Keywords: Quadrotor; cascade control; fast terminal sliding mode control; grey wolf optimizer; nonparametric Friedman analysis

1  Introduction

The quadrotor is one of the most popular architectures of UAV which is widely used in large areas of engineering and civilian applications [1,2]. Such an aerial robot can perform various missions with autonomous and/or half-autonomous modes as the prevention of forest fires, an inspection of borders and dams, spying and read the war maps, and so on [3,4]. Given the complexity of these aerial vehicles, i.e., underactuated and nonlinear dynamics, external disturbances, and model uncertainties, the design and tuning of robust flight controllers with a systematic and low time-consuming procedure become an increased need and obsessive concern.

Recently, advanced nonlinear control strategies have been especially proposed for quadrotors UAV. The Terminal Sliding Mode Control (TSMC) and Fast Terminal Sliding Mode Control (FTSMC) approaches are the most powerful and robust used ones [57]. In [8], a TSMC approach has been proposed for a quadrotor aircraft to reduce and eliminate the undesirable chattering phenomenon on altitude and attitude dynamics caused by the switching control action. Authors in [9] have proposed a global fast dynamic terminal sliding mode control-based technique for performing the finite-time position and attitude tracking of a small quadrotor UAV. The stability of the controlled system is demonstrated by the Lyapunov theory in the presence of external disturbances. In [10], a modified nonsingular FTSM guidance law has been computed to solve the problem of ground moving target tracking but for a fixed-wing UAV. The singularity in such a control law is avoided by using a modified saturation function. Demonstrative results are performed with three different motion states in comparison with the conventional sliding mode control method. Robust nonsingular terminal control is proposed to solve the strong coupling and underactuated problems. The works investigate the position and attitude tracking control problem. Compared with conventional sliding mode methods with sign functions, the chattering phenomenon is well attenuated and control performances are improved. In [11], the authors proposed a finite-time FTSM-based fault-tolerant control scheme for quadrotor UAV under actuator partial loss-of-effectiveness.
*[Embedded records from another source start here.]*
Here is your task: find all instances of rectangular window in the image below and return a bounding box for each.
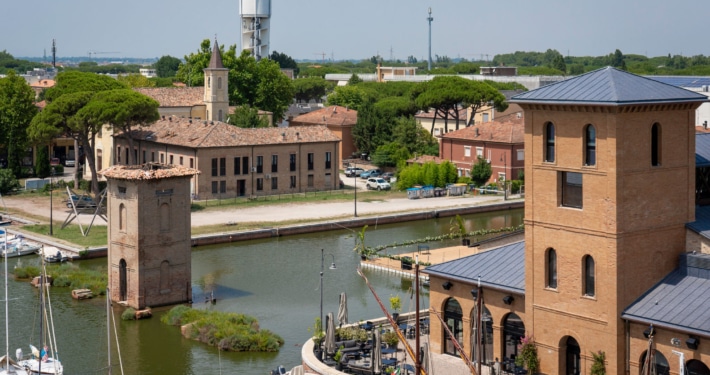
[560,172,582,208]
[219,158,227,176]
[289,154,296,172]
[234,158,242,176]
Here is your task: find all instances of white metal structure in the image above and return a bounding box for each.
[239,0,271,60]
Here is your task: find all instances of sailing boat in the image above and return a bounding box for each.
[17,259,64,375]
[0,226,27,375]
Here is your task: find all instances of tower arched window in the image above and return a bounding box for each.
[584,125,597,165]
[651,123,661,167]
[582,255,595,297]
[545,122,555,163]
[545,249,557,289]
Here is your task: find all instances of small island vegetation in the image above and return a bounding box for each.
[160,305,284,352]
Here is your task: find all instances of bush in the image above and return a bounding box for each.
[0,169,20,194]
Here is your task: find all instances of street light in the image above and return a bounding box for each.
[320,249,338,332]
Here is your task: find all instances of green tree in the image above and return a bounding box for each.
[293,77,330,102]
[227,104,271,129]
[269,51,300,77]
[0,70,37,178]
[153,55,182,78]
[413,76,508,134]
[471,156,493,186]
[35,146,52,178]
[76,89,160,164]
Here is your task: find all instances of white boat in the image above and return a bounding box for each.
[0,236,42,258]
[17,254,64,375]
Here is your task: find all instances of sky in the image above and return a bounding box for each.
[0,0,710,60]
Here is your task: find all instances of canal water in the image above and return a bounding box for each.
[0,209,523,375]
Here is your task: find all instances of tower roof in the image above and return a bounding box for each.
[207,39,224,69]
[510,67,708,106]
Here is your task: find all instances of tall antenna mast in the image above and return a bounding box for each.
[427,7,434,71]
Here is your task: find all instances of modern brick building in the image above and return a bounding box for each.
[101,164,198,309]
[424,68,710,374]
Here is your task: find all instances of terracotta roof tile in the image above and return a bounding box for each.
[99,163,200,180]
[133,87,205,107]
[441,112,525,144]
[291,105,357,126]
[127,116,340,148]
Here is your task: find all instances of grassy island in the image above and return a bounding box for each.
[160,305,284,352]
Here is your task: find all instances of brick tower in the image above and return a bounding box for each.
[101,163,198,309]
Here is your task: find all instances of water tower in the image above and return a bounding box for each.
[239,0,271,60]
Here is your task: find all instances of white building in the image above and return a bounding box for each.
[239,0,271,60]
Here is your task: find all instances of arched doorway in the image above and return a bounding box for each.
[118,259,128,301]
[444,298,463,355]
[471,305,493,364]
[639,349,671,375]
[685,359,710,375]
[565,336,582,375]
[501,313,525,360]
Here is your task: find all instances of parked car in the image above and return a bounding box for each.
[365,177,392,190]
[345,167,365,177]
[360,168,382,178]
[380,172,394,182]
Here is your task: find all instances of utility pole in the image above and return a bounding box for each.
[427,7,434,71]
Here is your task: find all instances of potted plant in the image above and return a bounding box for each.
[390,295,402,323]
[382,331,399,348]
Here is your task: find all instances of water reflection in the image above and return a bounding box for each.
[0,210,523,375]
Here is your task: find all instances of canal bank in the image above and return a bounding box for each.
[4,199,525,259]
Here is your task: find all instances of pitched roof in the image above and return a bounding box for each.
[126,116,340,148]
[510,67,708,106]
[133,87,205,107]
[422,241,525,294]
[621,253,710,337]
[207,39,224,69]
[290,105,357,126]
[99,163,200,180]
[441,113,525,144]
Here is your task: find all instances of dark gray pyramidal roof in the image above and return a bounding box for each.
[510,67,708,106]
[207,39,224,69]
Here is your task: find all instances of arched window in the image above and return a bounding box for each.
[651,123,661,167]
[582,255,594,297]
[442,298,463,355]
[160,203,170,232]
[584,125,597,165]
[502,313,525,361]
[118,203,128,232]
[639,349,671,375]
[545,249,557,289]
[545,122,555,163]
[471,305,494,363]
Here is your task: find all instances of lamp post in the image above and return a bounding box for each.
[320,249,338,332]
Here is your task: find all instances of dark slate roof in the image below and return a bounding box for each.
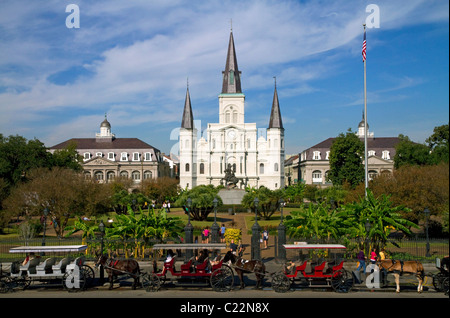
[222,32,242,94]
[50,138,159,152]
[302,137,400,160]
[181,88,194,129]
[269,86,283,129]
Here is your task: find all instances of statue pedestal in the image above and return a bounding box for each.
[218,189,246,204]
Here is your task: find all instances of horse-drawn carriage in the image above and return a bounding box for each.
[144,243,234,292]
[272,244,354,293]
[1,245,95,292]
[433,256,450,296]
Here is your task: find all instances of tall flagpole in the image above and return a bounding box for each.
[362,24,369,198]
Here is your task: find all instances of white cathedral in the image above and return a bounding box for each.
[179,31,284,189]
All the above described TSM and FTSM control methods have shown high performance and robustness improvements in the quadrotors’ stabilization and tracking framework. Unfortunately, they claim the selection and tuning of a large-scale of effective control parameters, i.e., the coefficients of manifolds and sign functions of switching control laws, which make the difficult, non-systematic, and time-consuming procedure of the controllers’ design. Indeed, these effective control parameters are often selected by repetitive trials-errors based methods. To overcome this drawback, various attempts have been proposed in the literature. In [12], a neural network-based terminal sliding mode control scheme has been designed for robotic manipulators including actuator dynamics. The nonlinear functions of the TSM manifold are approximated thanks to the proposed RBF neural network. In [13], the authors proposed an improved TSM-based time delay control strategy for an underwater vehicle-manipulator system. Fuzzy rules have been used to adaptively tuning the main parameters of the sliding mode controllers. In [14], a TSM control approach with a self-tuning gains algorithm has been proposed for the synchronization of the coronary artery system under model uncertainties. The introduced self-tuning mechanism further achieves better robustness and adaptation against unmodeled dynamics and external disturbances. A high-order TSM controller with adaptive laws for its manifold’s coefficients’ selection has been proposed and successfully applied for robotic manipulators with Backlash hysteresis [15]. In [16], a tuning method based on a fuzzy gains-scheduling supervisor has been proposed for the integral sliding mode control of a quadrotor UAV. All coefficients of the manifolds and switching laws have been adaptively updated as time-varying gains. Other recent and interesting optimization-based methods of TSM controllers tuning have been investigated. In [17], the parameters of the TSM controllers for a class of nonholonomic systems, i.e., wheeled mobile robot, have been tuned using various evolutionary algorithms such as differential evolution, bat optimization, cuckoo optimization, and bacterial foraging optimization. The tracking error reaches zero in a short and finite time and the chattering phenomenon is significantly reduced. In [18], the authors proposed a kidney-inspired algorithm to tune the TSM controller’s parameters for an active suspension system.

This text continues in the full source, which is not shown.